Sorry I meant codepoint/characters, but it would not suprise me if there existed an encoding or language where my wording would be technically correct, but I do not know of any such encoding. I also did not know that there exist more then 5 combinations in Unicode, but I'm not supprised and my implementation is probably buggy. But I do challange you to test how well your favourite editor (terminal emulator cough) handles Unicode emojis.
UTF-8's original specification included 5-byte and 6-byte encodings to cover the complete astral plane (31-bit code points), but later specifications have marked those "invalid" today due to the current 21-bit limit of UTF-16 and to align both specifications for now rather than fix the bugs in UTF-16 (or scratch UTF-16 altogether). In theory, UTF-8 can even extend beyond 6-byte encodings (and UTF-32 into 8-byte encodings and beyond) if the next plane (63-bit code points) or the one after that ever needed to open up. (No one expects that any time soon, of course.

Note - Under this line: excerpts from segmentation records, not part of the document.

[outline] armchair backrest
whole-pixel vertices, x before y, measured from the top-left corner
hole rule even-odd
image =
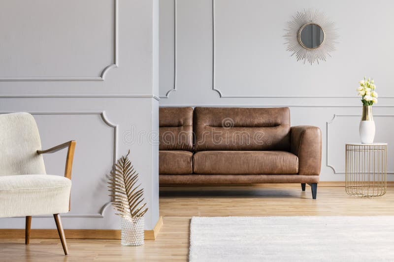
[[[27,113],[0,115],[0,176],[44,175],[38,128]]]

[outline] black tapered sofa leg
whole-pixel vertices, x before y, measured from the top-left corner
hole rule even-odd
[[[312,189],[312,198],[316,199],[316,195],[317,194],[317,183],[312,183],[310,184],[311,188]]]

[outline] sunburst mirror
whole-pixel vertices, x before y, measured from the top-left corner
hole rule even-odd
[[[324,14],[309,9],[297,12],[288,22],[285,38],[287,50],[296,55],[297,61],[307,61],[312,64],[326,61],[330,53],[335,50],[338,34],[334,23]]]

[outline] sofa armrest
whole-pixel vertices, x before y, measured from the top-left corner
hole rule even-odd
[[[310,125],[292,126],[291,152],[298,157],[298,175],[319,175],[322,165],[322,132]]]

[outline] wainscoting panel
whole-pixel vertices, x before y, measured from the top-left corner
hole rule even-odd
[[[0,8],[0,81],[102,80],[117,63],[117,1],[10,1]]]

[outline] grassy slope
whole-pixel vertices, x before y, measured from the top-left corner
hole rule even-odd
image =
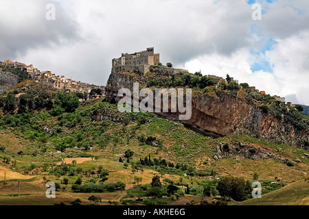
[[[309,180],[300,180],[272,192],[262,194],[262,198],[236,203],[241,205],[308,205]]]
[[[127,126],[123,123],[111,121],[93,123],[89,118],[89,114],[95,108],[108,109],[112,114],[118,114],[116,105],[107,103],[101,103],[101,100],[91,101],[80,107],[74,114],[74,115],[81,114],[87,116],[82,116],[82,120],[73,127],[68,127],[65,125],[62,125],[62,133],[56,136],[56,138],[55,136],[49,136],[49,140],[54,138],[54,140],[62,140],[69,136],[73,136],[75,139],[76,135],[78,131],[82,132],[86,139],[91,138],[95,140],[102,136],[111,137],[105,147],[100,146],[100,144],[95,144],[93,149],[87,152],[87,153],[98,156],[99,159],[98,160],[77,164],[77,166],[81,166],[83,168],[91,167],[96,168],[99,165],[103,165],[104,168],[110,171],[110,175],[106,183],[122,181],[126,182],[126,188],[128,189],[134,185],[135,176],[141,177],[143,178],[141,183],[146,184],[150,182],[153,176],[152,172],[157,172],[154,170],[148,170],[146,168],[144,172],[138,171],[133,174],[130,167],[127,169],[124,168],[123,164],[117,162],[117,157],[119,157],[117,155],[123,154],[128,149],[130,149],[135,152],[133,159],[137,160],[140,157],[144,157],[148,154],[151,154],[152,158],[161,157],[175,164],[187,164],[198,169],[207,171],[213,169],[218,172],[219,176],[232,175],[237,177],[243,177],[245,179],[252,181],[252,175],[255,172],[258,172],[260,175],[259,181],[274,180],[275,177],[277,177],[281,178],[282,181],[286,183],[291,183],[295,180],[302,178],[304,175],[303,172],[308,172],[309,159],[302,156],[302,153],[305,151],[296,149],[288,145],[279,145],[270,143],[252,138],[247,136],[235,136],[212,139],[196,133],[181,123],[170,121],[154,114],[148,114],[147,118],[148,122],[141,125],[137,129],[136,127],[137,121],[135,119],[131,120]],[[42,116],[36,115],[31,119],[31,121],[33,123],[32,124],[34,124],[41,129],[45,127],[47,127],[52,129],[59,127],[59,123],[58,123],[59,120],[58,117],[49,118],[47,116],[43,119],[41,118]],[[56,151],[54,146],[57,141],[54,140],[52,142],[47,142],[46,143],[42,143],[36,140],[31,140],[25,139],[21,137],[24,133],[24,131],[18,128],[7,128],[6,130],[0,130],[0,144],[5,146],[6,148],[5,151],[0,153],[0,157],[14,156],[17,162],[16,171],[21,172],[25,168],[30,166],[31,164],[40,166],[40,165],[43,165],[45,163],[56,164],[59,162],[60,155],[51,156],[51,152]],[[141,144],[137,137],[141,134],[144,134],[146,136],[155,136],[157,139],[161,140],[163,146],[162,148],[158,148]],[[288,167],[282,162],[272,159],[253,160],[244,159],[236,160],[227,159],[216,161],[213,159],[213,157],[216,152],[216,146],[220,142],[244,142],[252,144],[268,149],[274,153],[279,153],[292,160],[299,158],[301,162],[298,166]],[[46,147],[47,149],[47,151],[45,153],[41,152],[39,149],[41,147]],[[25,155],[19,156],[16,155],[16,153],[21,150],[25,153]],[[34,157],[32,153],[36,151],[38,151],[38,155]],[[66,152],[62,153],[62,157],[78,157],[78,154],[81,152],[82,152],[81,149],[67,149]],[[10,167],[8,164],[3,163],[0,165],[7,168]],[[28,174],[30,175],[31,177],[37,176],[38,179],[41,179],[44,173],[41,172],[40,169],[38,168],[36,172],[36,171],[30,171]],[[63,178],[62,177],[59,177],[49,175],[46,177],[50,180],[59,183],[61,182],[61,179]],[[187,183],[190,182],[189,177],[185,177],[183,176],[182,177],[184,181]],[[69,178],[70,183],[73,183],[76,180],[75,177]],[[180,176],[165,175],[162,177],[162,179],[164,178],[178,181]],[[205,179],[205,177],[193,177],[191,178],[193,179],[193,185],[196,185],[199,181]],[[87,179],[84,178],[84,180],[86,181]],[[40,196],[44,196],[41,193],[43,192],[44,194],[45,189],[42,189],[44,185],[42,184],[42,180],[38,181],[35,181],[34,182],[24,182],[23,183],[25,185],[32,183],[32,185],[35,184],[36,186],[32,191],[29,191],[29,190],[25,190],[25,191],[28,191],[27,193],[39,193],[41,194]],[[295,183],[295,187],[297,187],[297,185],[301,185],[302,184]],[[8,188],[5,194],[16,194],[15,185],[9,184],[6,186]],[[11,188],[11,190],[10,188]],[[60,197],[62,197],[62,199],[58,199],[57,203],[59,203],[61,201],[63,201],[63,202],[68,203],[69,201],[72,201],[80,196],[84,197],[84,201],[87,202],[86,199],[91,195],[89,194],[84,195],[73,194],[69,191],[69,189],[67,189],[65,192],[59,192]],[[119,201],[125,194],[118,194],[119,192],[111,193],[111,196],[108,196],[109,193],[102,194],[99,196],[102,196],[102,198],[105,198],[103,199],[106,201],[108,201],[108,198],[110,198],[109,200]],[[308,190],[306,190],[305,192],[307,192],[308,196]],[[22,192],[21,193],[23,192]],[[2,190],[0,194],[3,194]],[[302,197],[302,196],[298,196],[297,194],[295,194],[295,196]],[[267,197],[266,195],[265,195],[265,197]],[[33,198],[32,196],[29,196],[27,198],[30,199]],[[21,201],[21,204],[22,204],[23,200],[25,198],[26,198],[0,196],[0,203],[14,203],[14,202],[20,200]],[[53,204],[54,203],[44,198],[43,200],[45,200],[46,204]],[[252,201],[256,202],[258,201],[254,200]]]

Today Unicode is nowhere close to in danger of filling 21-bits much less 31. That would be a massive shock and the compatibility headache would be terrible with UTF-16 breaking or today's software breaking that hard codes the assumption that UTF-8 should never go past 4-byte encodings.)
If it wouldn't surprise you then I think you should recalibrate your feelings about how surprising Unicode encodings are. There aren't very many of them, they haven't changed in a very long time, and they don't deal with any of the stuff that makes Unicode very complicated (collation, combination characters, etc). They just encode 21-bit integers, albiet sometimes in a highly convoluted way for backwards-compatibility reasons (UTF-16). It's not the kind of thing that needs to be estimated, or where a layer of FUD is warranted (as it kind of is with combination characters). When talking of codepoints, it's just "up to 4 bytes", high confidence, nothing more to it.